A especialista ainda explica que, a longo prazo, as inserções de testosterona em altas doses podem fazer com que o organismo pare de produzir o hormônio naturalmente, o que só pode ser desfeito a partir de um tratamento.

“O nosso corpo é inteligente. Quando você injeta doses excessivas de um determinado hormônio que o próprio corpo fabrica, ele entende que não precisa mais produzir a substância e para de fazer. O fato de você interromper o anabolizante não vai fazer o corpo, automaticamente, produzir a substância novamente.
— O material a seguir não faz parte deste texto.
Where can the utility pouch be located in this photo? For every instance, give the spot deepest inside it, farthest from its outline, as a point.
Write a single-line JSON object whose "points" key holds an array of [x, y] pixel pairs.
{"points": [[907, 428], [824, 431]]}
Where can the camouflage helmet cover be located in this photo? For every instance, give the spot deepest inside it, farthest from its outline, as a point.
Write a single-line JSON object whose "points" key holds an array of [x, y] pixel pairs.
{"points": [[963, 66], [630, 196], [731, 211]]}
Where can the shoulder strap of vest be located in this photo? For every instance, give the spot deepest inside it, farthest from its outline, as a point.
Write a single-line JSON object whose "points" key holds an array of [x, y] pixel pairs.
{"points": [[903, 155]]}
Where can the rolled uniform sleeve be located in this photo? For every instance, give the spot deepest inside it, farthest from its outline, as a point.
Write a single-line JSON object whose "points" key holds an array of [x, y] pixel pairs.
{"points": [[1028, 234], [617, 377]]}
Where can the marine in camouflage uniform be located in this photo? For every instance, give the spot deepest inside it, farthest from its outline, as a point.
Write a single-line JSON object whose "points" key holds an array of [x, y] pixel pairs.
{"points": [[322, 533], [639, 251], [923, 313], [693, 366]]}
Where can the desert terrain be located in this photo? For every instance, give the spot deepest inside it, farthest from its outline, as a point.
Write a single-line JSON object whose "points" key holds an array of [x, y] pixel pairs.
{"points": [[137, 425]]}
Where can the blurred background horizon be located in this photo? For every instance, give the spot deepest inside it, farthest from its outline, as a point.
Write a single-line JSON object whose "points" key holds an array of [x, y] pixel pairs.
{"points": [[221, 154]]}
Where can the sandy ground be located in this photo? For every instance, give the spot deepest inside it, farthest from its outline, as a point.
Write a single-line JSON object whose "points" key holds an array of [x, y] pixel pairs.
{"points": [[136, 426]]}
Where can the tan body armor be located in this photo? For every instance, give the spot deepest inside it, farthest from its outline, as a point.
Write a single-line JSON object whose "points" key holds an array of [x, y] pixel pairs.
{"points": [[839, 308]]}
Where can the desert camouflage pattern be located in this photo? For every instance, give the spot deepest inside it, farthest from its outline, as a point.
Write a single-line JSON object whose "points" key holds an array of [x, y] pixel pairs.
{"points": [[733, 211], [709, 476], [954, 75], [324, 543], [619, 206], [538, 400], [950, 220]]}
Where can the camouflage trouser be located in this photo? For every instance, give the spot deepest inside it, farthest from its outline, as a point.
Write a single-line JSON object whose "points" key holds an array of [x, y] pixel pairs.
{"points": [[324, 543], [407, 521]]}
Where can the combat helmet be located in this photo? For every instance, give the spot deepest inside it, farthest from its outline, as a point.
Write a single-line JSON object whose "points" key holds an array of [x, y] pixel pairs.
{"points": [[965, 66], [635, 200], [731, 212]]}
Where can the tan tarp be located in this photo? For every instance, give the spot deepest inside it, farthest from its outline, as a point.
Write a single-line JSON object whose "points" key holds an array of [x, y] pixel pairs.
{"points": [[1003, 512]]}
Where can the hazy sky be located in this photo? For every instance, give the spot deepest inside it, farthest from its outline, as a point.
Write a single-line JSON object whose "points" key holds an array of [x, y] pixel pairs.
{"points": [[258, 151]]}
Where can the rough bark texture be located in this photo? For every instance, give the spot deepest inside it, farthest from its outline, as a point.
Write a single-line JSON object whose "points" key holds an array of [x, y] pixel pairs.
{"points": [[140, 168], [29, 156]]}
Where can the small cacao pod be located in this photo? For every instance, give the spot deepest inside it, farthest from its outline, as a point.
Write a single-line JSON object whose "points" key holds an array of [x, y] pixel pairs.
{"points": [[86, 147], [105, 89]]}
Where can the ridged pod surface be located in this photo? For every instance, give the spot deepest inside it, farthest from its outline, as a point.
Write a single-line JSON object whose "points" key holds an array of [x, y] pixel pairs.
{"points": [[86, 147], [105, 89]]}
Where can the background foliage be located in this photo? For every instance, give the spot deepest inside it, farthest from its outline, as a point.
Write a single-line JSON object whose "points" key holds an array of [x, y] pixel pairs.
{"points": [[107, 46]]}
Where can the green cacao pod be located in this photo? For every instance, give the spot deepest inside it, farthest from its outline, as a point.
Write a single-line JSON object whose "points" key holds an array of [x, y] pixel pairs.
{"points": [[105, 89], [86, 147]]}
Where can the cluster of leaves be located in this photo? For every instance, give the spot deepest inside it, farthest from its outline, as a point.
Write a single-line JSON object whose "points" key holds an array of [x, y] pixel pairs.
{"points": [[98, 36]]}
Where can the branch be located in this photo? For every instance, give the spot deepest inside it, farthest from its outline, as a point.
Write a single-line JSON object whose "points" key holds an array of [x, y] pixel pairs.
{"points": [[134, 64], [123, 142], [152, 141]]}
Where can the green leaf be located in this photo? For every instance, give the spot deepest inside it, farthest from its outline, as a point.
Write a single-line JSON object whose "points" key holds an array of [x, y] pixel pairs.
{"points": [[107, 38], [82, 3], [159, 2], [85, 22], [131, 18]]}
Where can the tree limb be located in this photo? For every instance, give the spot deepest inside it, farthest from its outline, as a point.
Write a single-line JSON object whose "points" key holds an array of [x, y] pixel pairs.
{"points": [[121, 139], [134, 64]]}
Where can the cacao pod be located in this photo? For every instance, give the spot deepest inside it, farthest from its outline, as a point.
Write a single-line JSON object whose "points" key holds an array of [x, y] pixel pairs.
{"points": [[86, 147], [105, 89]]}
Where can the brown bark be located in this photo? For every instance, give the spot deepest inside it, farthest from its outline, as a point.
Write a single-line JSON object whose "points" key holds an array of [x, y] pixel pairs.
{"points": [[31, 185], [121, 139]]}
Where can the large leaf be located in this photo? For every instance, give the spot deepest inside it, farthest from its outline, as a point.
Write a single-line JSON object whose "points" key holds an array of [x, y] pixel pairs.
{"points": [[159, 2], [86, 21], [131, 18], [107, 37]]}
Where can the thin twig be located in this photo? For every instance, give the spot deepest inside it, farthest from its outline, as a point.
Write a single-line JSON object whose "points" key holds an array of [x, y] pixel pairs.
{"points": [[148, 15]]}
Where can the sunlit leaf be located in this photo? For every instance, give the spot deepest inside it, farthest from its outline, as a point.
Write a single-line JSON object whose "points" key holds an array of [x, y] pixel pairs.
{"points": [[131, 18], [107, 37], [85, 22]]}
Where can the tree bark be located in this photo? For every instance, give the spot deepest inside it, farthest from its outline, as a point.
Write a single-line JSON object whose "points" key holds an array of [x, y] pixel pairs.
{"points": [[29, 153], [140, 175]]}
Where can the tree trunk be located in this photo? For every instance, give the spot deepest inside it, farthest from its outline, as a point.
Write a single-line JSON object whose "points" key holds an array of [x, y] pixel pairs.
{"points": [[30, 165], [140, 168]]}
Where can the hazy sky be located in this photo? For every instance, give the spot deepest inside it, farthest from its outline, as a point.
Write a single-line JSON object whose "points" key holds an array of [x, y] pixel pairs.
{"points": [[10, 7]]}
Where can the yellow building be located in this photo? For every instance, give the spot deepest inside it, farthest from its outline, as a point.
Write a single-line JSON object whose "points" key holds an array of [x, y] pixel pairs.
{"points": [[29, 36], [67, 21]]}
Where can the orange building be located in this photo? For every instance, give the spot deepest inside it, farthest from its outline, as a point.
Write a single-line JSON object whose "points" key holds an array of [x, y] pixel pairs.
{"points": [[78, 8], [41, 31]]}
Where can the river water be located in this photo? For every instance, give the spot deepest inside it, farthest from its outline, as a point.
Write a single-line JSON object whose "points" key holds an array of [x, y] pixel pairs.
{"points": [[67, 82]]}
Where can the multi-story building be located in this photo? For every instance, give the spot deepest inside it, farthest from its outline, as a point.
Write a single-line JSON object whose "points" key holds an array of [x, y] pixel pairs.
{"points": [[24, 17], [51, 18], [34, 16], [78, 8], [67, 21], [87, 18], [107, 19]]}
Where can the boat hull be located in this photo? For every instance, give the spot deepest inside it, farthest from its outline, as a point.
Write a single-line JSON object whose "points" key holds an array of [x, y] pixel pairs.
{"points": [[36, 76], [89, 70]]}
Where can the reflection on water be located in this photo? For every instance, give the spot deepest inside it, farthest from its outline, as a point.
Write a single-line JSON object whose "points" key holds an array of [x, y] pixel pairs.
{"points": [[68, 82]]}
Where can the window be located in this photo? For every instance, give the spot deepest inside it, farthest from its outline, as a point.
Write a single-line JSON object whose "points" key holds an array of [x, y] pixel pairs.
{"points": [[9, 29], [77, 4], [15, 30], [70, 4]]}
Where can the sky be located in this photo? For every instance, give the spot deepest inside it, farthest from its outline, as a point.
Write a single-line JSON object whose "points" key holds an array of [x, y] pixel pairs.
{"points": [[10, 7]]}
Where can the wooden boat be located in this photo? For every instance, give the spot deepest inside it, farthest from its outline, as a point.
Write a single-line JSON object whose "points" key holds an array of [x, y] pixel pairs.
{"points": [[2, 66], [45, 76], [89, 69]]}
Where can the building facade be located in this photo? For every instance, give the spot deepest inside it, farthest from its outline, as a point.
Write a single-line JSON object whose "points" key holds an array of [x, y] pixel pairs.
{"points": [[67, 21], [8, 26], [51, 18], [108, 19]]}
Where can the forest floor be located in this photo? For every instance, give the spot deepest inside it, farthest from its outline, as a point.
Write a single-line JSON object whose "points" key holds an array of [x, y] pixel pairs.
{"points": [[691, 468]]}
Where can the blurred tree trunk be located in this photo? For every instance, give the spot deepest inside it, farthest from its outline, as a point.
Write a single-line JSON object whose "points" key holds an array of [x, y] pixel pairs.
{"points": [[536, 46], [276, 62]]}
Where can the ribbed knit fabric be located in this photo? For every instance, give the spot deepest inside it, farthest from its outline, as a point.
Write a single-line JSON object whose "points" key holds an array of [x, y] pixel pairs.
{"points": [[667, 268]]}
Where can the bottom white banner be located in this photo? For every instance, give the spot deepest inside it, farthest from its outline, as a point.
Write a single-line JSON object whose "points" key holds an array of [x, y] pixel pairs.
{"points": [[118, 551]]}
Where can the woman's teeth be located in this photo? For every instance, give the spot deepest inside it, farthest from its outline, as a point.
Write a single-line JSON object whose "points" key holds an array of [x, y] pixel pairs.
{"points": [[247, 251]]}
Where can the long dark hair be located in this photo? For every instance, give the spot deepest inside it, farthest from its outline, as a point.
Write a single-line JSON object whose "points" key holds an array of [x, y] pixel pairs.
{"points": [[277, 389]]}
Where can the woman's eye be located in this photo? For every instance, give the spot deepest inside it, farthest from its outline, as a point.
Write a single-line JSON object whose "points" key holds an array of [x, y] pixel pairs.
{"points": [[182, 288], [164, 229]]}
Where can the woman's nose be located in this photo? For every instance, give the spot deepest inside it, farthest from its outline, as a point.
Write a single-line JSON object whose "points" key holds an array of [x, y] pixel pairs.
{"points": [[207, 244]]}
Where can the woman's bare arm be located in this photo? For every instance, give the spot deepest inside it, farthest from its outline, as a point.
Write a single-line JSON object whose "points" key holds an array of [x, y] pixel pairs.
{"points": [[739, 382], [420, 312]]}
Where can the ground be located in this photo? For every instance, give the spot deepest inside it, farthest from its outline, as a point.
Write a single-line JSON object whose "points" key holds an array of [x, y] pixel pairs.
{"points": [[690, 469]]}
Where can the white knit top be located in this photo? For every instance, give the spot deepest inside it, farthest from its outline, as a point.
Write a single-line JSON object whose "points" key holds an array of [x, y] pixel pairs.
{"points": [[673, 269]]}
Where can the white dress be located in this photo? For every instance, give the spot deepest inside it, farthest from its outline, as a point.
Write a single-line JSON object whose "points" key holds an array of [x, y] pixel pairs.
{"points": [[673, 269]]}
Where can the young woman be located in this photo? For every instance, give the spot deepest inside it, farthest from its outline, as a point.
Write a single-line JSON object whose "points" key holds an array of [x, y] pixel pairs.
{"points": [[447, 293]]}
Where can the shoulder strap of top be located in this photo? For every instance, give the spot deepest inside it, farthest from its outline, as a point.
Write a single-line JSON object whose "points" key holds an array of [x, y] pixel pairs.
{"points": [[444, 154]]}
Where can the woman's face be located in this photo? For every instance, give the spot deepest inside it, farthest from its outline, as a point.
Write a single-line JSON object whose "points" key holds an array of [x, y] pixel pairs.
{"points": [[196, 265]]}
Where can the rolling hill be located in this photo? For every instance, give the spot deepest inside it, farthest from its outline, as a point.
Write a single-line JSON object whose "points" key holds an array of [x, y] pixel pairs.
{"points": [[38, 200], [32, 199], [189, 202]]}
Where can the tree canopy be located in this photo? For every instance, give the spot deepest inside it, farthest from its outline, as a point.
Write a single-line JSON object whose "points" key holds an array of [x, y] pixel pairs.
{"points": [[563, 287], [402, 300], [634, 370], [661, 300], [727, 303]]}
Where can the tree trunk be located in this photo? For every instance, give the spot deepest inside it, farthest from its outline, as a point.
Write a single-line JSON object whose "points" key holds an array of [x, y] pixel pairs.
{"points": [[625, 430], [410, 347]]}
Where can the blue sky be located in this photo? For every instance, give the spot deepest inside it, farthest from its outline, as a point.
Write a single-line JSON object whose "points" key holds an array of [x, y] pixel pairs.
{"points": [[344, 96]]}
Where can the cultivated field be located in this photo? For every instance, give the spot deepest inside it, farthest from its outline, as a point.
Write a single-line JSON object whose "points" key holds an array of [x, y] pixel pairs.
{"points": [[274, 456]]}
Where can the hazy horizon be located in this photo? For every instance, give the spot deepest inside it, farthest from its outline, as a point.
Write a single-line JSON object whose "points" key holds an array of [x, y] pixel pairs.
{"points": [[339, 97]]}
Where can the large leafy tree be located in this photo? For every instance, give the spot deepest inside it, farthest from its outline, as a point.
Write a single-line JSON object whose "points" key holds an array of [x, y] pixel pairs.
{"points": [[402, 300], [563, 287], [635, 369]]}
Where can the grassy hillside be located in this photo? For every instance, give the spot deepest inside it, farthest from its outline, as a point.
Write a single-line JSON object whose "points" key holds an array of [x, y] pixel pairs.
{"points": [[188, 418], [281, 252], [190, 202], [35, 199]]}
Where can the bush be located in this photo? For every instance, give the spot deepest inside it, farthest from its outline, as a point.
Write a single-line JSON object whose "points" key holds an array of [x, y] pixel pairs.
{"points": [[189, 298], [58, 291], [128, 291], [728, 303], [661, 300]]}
Nesse caso é necessário um tratamento para estimular a produção natural novamente”, conta.

A especialista lista também os efeitos mais perigosos: “Alterações no fígado, aumento da pressão arterial, aumento da produção das células vermelhas – que pode aumentar o risco de trombose -, risco de infarto e derrame, diminuição do colesterol bom e aumento do ruim, aumento da mama nos homens e encurtamento nas mulheres e aumento do clitóris das mulheres”, diz Erika, que finaliza informando que a longo prazo há a possibilidade ainda de surgir câncer no fígado.

O site da Sociedade Brasileira de Endocrinologia e Metabologia (SBEM) descreve outros efeitos negativos, como “paranoia, alucinações, psicoses, coágulos de sangue, retenção de líquido no organismo, aumento da pressão arterial e risco de adquirir doenças transmissíveis (Aids e hepatite)”.

O portal especifica que, no caso das mulheres, pode haver o “engrossamento da voz e surgimento de pelos além do normal “, além de “irregularidade ou interrupção das menstruações” e “aumento do apetite”. A SBEM ainda salienta que em adolescentes o uso excessivo de testosterona pode ser ainda mais grave.

“Comprometimento do crescimento, maturação óssea acelerada, aumento da frequência e duração das ereções, desenvolvimento sexual precoce, hipervirilização, crescimento do falo (hipogonadismo ou megalofalia), aumentos dos pelos púbicos e do corpo, além do ligeiro crescimento de barba”, informa.